Pierre non si “gonfia” e racconta anche dei fallimenti e delle disillusioni, a cominciare dalla mancata lettura, per opportunismo politico, del fortissimo messaggio di pace, ispirato alle icone di Santa Anastasia, del patriarca Alessio II che avrebbe dovuto nel novembre del 1995 aprire l'incontro tra gli astronauti russi e americani a bordo della “Mir”; o delle tante ore di anticamera spesso inutili, presso autorità religiose o civili.
Tchakhotine oggi ha raccolto in un libro tutte le conoscenze acquisite in questi anni, in un volume dal ricchissimo patrimonio iconografico e che include fra l'altro la documentazione di tutti i luoghi anastasiani rintracciati in Europa e nel mondo. Un lavoro sicuramente incompleto – afferma Tchakhotine - , ma sta di fatto che forse non esiste un lavoro equivalente realizzato per altri santi.

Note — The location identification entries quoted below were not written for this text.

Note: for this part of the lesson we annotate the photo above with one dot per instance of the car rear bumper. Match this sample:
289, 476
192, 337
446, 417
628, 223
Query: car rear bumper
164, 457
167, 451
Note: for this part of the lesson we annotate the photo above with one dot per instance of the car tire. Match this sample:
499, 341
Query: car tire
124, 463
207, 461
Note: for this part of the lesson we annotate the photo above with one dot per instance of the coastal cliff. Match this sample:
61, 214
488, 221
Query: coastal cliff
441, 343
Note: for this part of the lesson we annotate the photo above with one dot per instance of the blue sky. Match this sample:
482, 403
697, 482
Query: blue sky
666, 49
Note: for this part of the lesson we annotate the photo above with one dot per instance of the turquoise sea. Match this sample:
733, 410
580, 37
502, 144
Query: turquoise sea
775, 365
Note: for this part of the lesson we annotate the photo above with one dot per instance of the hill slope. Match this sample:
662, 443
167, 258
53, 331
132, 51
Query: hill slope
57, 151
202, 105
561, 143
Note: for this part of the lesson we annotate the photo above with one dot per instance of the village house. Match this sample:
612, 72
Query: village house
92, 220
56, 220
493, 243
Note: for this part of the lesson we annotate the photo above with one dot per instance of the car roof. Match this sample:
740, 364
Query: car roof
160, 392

Ovviamente c'è anche la Sicilia, in particolare Motta Santa Anastasia; a proposito, la santa in questa località, come in altre zone sismiche, assume anche il titolo di protettrice dai terremoti.

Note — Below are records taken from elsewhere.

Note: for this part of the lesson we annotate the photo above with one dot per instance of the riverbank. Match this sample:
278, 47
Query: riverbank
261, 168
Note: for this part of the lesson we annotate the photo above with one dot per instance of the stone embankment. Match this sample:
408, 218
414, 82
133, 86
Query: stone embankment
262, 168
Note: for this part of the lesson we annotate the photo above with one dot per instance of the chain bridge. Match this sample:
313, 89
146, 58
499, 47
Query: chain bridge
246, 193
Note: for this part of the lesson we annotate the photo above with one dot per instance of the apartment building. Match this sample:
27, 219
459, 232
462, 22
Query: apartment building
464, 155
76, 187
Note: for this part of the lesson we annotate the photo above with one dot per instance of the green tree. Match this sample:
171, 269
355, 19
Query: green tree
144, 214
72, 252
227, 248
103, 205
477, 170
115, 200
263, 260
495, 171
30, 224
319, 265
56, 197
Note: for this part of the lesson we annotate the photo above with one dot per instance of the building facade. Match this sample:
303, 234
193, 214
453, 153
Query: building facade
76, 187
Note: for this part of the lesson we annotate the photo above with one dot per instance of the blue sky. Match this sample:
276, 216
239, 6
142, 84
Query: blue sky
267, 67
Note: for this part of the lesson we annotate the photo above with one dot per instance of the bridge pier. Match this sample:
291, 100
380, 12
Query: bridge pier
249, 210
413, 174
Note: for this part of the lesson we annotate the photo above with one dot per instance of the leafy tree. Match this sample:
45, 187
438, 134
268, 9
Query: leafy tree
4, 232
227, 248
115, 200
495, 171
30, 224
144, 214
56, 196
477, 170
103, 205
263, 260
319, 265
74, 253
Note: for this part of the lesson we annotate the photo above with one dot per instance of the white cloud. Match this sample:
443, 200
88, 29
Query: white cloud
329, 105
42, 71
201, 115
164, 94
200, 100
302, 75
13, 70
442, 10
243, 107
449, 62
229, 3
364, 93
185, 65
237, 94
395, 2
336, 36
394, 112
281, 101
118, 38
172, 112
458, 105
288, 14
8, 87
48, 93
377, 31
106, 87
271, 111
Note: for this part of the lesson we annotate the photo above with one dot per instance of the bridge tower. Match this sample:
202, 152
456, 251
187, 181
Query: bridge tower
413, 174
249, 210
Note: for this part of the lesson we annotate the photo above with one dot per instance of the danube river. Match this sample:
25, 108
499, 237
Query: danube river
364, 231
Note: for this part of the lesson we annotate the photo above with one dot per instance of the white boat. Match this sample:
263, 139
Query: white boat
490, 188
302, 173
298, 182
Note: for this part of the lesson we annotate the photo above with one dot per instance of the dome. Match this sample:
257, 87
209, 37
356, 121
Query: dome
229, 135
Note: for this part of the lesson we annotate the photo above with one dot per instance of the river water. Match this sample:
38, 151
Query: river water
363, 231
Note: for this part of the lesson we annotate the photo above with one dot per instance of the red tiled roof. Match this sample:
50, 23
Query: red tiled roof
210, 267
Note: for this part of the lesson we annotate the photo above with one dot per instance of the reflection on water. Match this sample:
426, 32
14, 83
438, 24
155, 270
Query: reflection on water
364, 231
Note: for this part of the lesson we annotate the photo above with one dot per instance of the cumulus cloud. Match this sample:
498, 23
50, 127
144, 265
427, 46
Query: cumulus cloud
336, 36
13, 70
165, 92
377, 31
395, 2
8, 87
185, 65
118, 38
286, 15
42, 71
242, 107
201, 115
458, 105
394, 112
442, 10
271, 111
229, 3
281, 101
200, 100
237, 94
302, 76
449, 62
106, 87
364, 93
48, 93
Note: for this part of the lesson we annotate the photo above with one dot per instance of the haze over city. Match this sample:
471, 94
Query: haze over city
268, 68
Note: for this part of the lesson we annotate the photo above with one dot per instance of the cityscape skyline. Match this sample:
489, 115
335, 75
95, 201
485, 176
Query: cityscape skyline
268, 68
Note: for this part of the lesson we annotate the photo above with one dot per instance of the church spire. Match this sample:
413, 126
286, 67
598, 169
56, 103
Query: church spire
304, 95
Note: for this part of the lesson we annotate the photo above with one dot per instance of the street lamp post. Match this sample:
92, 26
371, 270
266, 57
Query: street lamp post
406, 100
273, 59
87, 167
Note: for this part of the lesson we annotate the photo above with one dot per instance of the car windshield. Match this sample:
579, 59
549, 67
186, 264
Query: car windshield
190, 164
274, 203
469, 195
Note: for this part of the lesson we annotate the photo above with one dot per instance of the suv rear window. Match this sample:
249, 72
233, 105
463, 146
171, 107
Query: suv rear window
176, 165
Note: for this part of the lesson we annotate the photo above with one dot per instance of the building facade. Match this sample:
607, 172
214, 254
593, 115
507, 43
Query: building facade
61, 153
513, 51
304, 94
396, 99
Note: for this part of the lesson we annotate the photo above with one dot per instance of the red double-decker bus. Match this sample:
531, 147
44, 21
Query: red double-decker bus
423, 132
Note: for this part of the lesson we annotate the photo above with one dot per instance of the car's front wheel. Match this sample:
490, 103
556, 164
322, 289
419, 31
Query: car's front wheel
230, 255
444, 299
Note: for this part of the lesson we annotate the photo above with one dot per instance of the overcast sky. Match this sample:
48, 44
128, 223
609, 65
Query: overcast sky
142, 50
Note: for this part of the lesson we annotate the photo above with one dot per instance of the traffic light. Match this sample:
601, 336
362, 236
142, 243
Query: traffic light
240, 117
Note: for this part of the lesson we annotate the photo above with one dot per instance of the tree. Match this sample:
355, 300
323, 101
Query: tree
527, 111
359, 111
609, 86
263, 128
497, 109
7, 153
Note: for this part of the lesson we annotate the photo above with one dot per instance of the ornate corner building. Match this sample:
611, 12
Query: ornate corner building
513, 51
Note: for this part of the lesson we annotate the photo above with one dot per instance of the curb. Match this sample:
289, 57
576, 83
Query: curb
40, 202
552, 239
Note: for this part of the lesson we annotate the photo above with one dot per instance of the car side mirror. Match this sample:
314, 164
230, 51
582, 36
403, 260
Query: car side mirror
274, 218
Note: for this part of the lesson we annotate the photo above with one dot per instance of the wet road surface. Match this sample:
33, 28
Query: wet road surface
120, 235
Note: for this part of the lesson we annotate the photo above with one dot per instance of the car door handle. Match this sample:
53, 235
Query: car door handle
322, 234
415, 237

Ma il progetto “Santa Anastasia” non punta solo alla riscoperta di una grande figura della cristianità e della sua attuale valenza sociale, esso ha un obiettivo di lungo termine dichiarato: che Santa Anastasia possa un giorno essere proclamata protettrice e patrona di tutti i popoli d'Europa. Pierre sottolinea la parola “popoli”, smarcandosi volutamente dal concetto sdrucciolevole e pieno di insidie di nazione o nazioni. Intanto Santa Anastasia un miracolo a Messina l'ha già fatto: ha unito, in una sala piena, valdesi, ortodossi, cattolici, atei, agnostici, uditori di diversa estrazione sociale, dagli studiosi alle badanti, in spirito di ascolto, rispetto reciproco ed anche di semplice e gioiosa comunicazione. Santa Anastasia ha toccato i cuori dei messinesi.